Cuando abrió los ojos comprobó que ella soplaba su cara con suavidad.

Le instó a tumbarse a su lado, como si se conocieran de toda la vida, respiraron con tranquilidad mientras se conectaban a Malher.

Cuenta las hojas del árbol que le está dando la sombra, y va sobrado. Calcula que con la séptima parte sería suficiente. Le da pena la inactividad de las seis restantes y busca la manera de involucrarlas, pero no la encuentra, no se le ocurre nada. Le miran con agrado, y con su intenso color destilan dosis de comprensión y cariño. Nunca nadie había pensado en ellas con tanto respeto. Lo normal es que pasen desapercibidas, o que reciban algún manotazo para ver cómo caen al suelo planeando lentamente con sigilo.

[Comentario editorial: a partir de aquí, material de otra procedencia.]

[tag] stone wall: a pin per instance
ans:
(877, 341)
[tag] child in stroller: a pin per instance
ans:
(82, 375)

No le gustaba airear dónde había quedado con ella (una de sus compañeras de la universidad),  y pensó que vistiéndose de verde pasaría desapercibido, pero cuando se encontraba en el lugar planeado rodeado de vegetación, se dio cuenta de que la tintada era tan diferente que mejor hubiera lucido el azul celeste del dia anterior. Tanta diferencia dañaba la vista. Lo que en principio le pareció una idea genial, pronto pasó a ser un desastre que además no le favorecía. Su color era el rojo y se arrepintió de no mostrarlo en su primera cita. Como hacía siempre que estaba en su mano, se centró en lo positivo disfrutando del maravilloso aroma de la naturaleza. Dada su inmensa timidez, recurrió a varias inspiraciones lentas y profundas esperando que le llenaran de la energía que necesitaba antes del encuentro.

Para no entrar en pánico continuó entretenido con el recuento de las hojas y su posible repartición. Así fue pasando el tiempo; a él le parecía que había llegado muy pronto pero la larga espera le desorientó. Haciéndose eco de su magnífica organización aprovechó su inusual inactividad para repasar mentalmente los contenidos del examen que tendría al día siguiente, y que había abandonado a causa de la cita. Tenía que saber a primera hora de la mañana todos los músculos del cuerpo. El profesor era excelente, pero les había comunicado con una enorme exigencia que solo con un fallo estarían suspensos. Le preocupaba sobremanera la nota, necesitaba que le siguieran concediendo la beca que le permitiría seguir estudiando la carrera de medicina; su vocación desde que con doce años se quedó sin madre a causa de una larga enfermedad rara.

Era capaz de meterse en su nube durante horas, tenía una enorme capacidad de concentración. Su costumbre era cerrar los ojos porque había podido comprobar muchas veces, que de esa manera fijaba mucho más rápidamente la materia que debía memorizar. Frontal, masetero, trapecio, esternocleidomastoideo… y de repente una pequeña brisa le despeinó. Cuando abrió los ojos comprobó que ella soplaba su cara con suavidad.  A punto estuvo de llamarla Deltoides, pero pronto reaccionó, y con una enorme sonrisa le devolvió el soplido que acompañaba a un beso de bienvenida.

Tuvo que ser ella la que solucionara su problema desde que llegó al lugar del encuentro. Con una manta que cubría al fin la sombra de las siete séptimas partes del árbol dando actividad a cada una de las hojas, le instó a tumbarse a su lado, y como si se conocieran de toda la vida respiraron con tranquilidad mientras se conectaban con Malher a través de su quinta sinfonía, y de los auriculares que siempre llevaba. Deseando que el momento nunca llegara a su fin la oyeron una y otra vez. Cuando llegó la noche recogieron con lentitud y se fueron susurrando para no despertar a la calma.

Fue un momento maravilloso para ambos que con la misma ilusión del primer día repiten desde hace casi cincuenta años. Los árboles les siguen sonriendo, y con una enorme lista de espera, sus numerosos pacientes, gracias a aquel día conocen la calma (y la música) para afrontar su situación con una energía que siempre agradecen.